En France, ces filières fracturaires, au nombre de plus de 52, se sont organisées en « club » sous l’égide du Groupe de recherche et d’informations sur les ostéoporoses (GRIO) [fig. 2]. À Lille, la filière fracturaire créée en 2016 a permis d’identifier plus de 1 200 patients au cours de ces trois premières années d’existence et d’organiser environ 400 consultations avec densitométrie osseuse et explorations biologiques.4 Sur 380 patients (79,2 % de femmes, âge moyen de 76 ± 11 ans) ayant une ostéoporose fracturaire et inclus dans la filière fracture, 367 patients (96,6 %) ont accepté de débuter un traitement antiostéoporotique (acide zolédronique pour 59,1 % d’entre eux). Le traitement prescrit a été initié chez 275 patients : 150 de l’acide zolédronique (54,5 %), 63 du tériparatide (22,9 %), 39 du dénosumab (14,2 %) et 23 un bisphosphonate oral (8,4 %). Les taux de maintien thérapeutique étaient de 84,1 % (intervalle de confiance [IC] à 95 % : 70,1- 88,1] à 12 mois et de 70,3 % [IC à 95 % : 63,7-75,9] à 24 mois.

Rompre le cercle vicieux

La survenue d’une fracture ostéoporotique est l’occasion de prendre en charge ces patients afin de rompre le cercle vicieux de la refracture. La mise en place des filières fracturaires a prouvé son intérêt à travers le monde, et notamment en France. Pour autant, la mise en place et la pérennisation de ces structures se heurtent à des impératifs économiques, en premier lieu le financement du poste de l’infirmière de liaison et la mise en évidence de son efficacité sur certains paramètres (refracture, mortalité, réduction des coûts…) qui dépend de sa capacité à identifier et à inclure un grand nombre de patients, ce qui reste très dépendant de l’acceptation des patients de participer à ce type de programme. L’optimisation des parcours de soins des patients ostéoporotiques est indispensable, et les filières fracturaires sont l’un des outils à notre disposition.
Références
1. Eisman JA, Bogoch ER, Dell R, et al. Making the first fracture the last fracture: ASBMR task force report on secondary fracture prevention. J Bone Miner Res 2012;27:2039-46.
2. Akesson K, Marsh D, Mitchell PJ, et al. Capture the fracture: a best practice framework and global campaign to break the fragility fracture cycle.

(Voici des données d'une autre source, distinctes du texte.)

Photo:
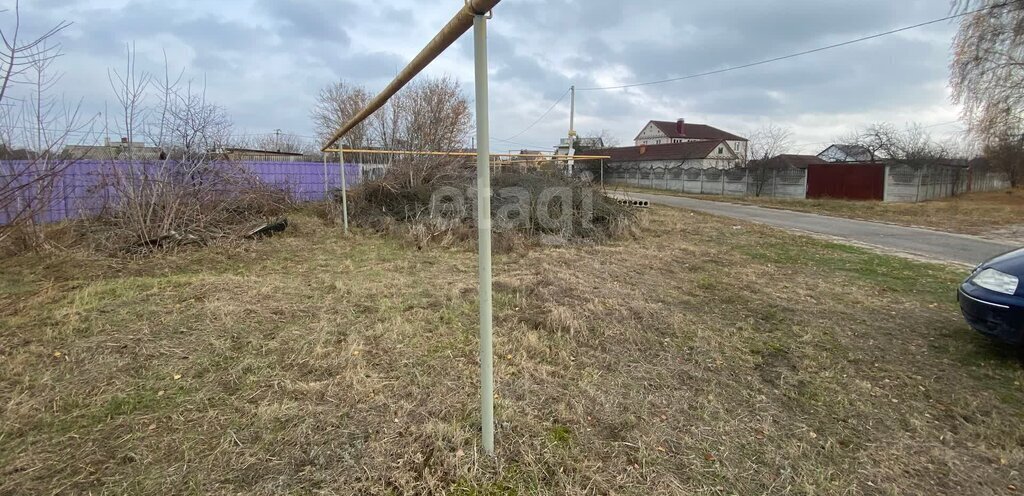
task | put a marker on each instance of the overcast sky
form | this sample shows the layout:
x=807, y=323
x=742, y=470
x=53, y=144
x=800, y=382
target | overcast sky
x=264, y=60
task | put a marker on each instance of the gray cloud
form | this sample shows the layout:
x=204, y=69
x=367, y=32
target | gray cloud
x=264, y=60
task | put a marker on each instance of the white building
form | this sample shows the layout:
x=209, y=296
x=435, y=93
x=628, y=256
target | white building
x=665, y=132
x=686, y=155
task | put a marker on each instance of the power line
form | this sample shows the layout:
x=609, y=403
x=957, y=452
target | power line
x=805, y=52
x=539, y=119
x=519, y=143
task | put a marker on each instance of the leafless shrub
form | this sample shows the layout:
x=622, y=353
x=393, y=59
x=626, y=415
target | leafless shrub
x=431, y=114
x=32, y=133
x=986, y=73
x=765, y=143
x=159, y=204
x=434, y=202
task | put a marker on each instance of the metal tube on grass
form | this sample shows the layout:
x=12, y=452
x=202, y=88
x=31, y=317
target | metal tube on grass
x=483, y=233
x=344, y=188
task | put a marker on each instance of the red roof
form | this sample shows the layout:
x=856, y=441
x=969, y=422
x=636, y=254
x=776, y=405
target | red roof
x=694, y=131
x=675, y=151
x=784, y=161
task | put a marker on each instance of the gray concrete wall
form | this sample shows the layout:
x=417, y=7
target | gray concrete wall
x=735, y=181
x=905, y=183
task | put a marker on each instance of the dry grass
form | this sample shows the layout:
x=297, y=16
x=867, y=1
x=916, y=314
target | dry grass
x=699, y=360
x=994, y=214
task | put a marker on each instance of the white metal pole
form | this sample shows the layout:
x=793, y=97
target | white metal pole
x=344, y=187
x=483, y=233
x=327, y=188
x=571, y=150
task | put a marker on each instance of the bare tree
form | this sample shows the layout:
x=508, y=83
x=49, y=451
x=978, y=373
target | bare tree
x=437, y=115
x=42, y=124
x=764, y=145
x=196, y=127
x=130, y=88
x=604, y=137
x=769, y=140
x=911, y=145
x=987, y=79
x=987, y=70
x=430, y=114
x=337, y=104
x=19, y=56
x=1007, y=158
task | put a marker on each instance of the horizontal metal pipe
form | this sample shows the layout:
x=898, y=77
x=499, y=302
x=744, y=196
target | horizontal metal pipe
x=467, y=154
x=459, y=25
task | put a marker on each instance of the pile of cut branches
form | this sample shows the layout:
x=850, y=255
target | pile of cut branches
x=434, y=201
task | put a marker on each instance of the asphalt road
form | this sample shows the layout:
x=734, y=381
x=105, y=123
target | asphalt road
x=920, y=242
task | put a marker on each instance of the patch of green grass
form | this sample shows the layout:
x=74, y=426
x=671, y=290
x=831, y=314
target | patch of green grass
x=895, y=275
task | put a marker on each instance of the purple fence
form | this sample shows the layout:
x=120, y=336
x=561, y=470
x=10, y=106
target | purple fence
x=81, y=190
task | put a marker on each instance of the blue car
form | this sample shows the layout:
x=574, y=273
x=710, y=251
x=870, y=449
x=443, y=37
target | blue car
x=992, y=297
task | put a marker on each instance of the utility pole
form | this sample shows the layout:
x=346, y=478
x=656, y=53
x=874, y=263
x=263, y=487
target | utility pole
x=483, y=232
x=571, y=150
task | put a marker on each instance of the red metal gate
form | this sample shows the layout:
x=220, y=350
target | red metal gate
x=852, y=181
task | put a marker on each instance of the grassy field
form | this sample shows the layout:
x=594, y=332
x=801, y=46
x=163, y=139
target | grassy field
x=997, y=214
x=707, y=357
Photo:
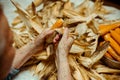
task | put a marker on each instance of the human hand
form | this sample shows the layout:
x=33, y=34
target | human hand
x=64, y=44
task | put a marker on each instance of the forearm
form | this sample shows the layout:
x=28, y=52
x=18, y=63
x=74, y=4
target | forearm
x=23, y=54
x=63, y=68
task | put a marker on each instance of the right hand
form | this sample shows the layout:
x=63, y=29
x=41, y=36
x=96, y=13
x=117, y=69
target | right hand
x=65, y=44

Osteoporos Int 2013;24:2135-52.
3. Ganda K, Puech M, Chen JS et al. Models of care for the secondary prevention of osteoporotic fractures: a systematic review and meta-analysis. Osteoporos Int 2013;24:393-406.
4. Pflimlin A, Gournay A, Delabrière I, et al. Secondary prevention of osteoporotic fractures: evaluation of the Lille University Hospital’s Fracture Liaison Service between January 2016 and January 2018. Osteoporos Int 2019;30:1779-88.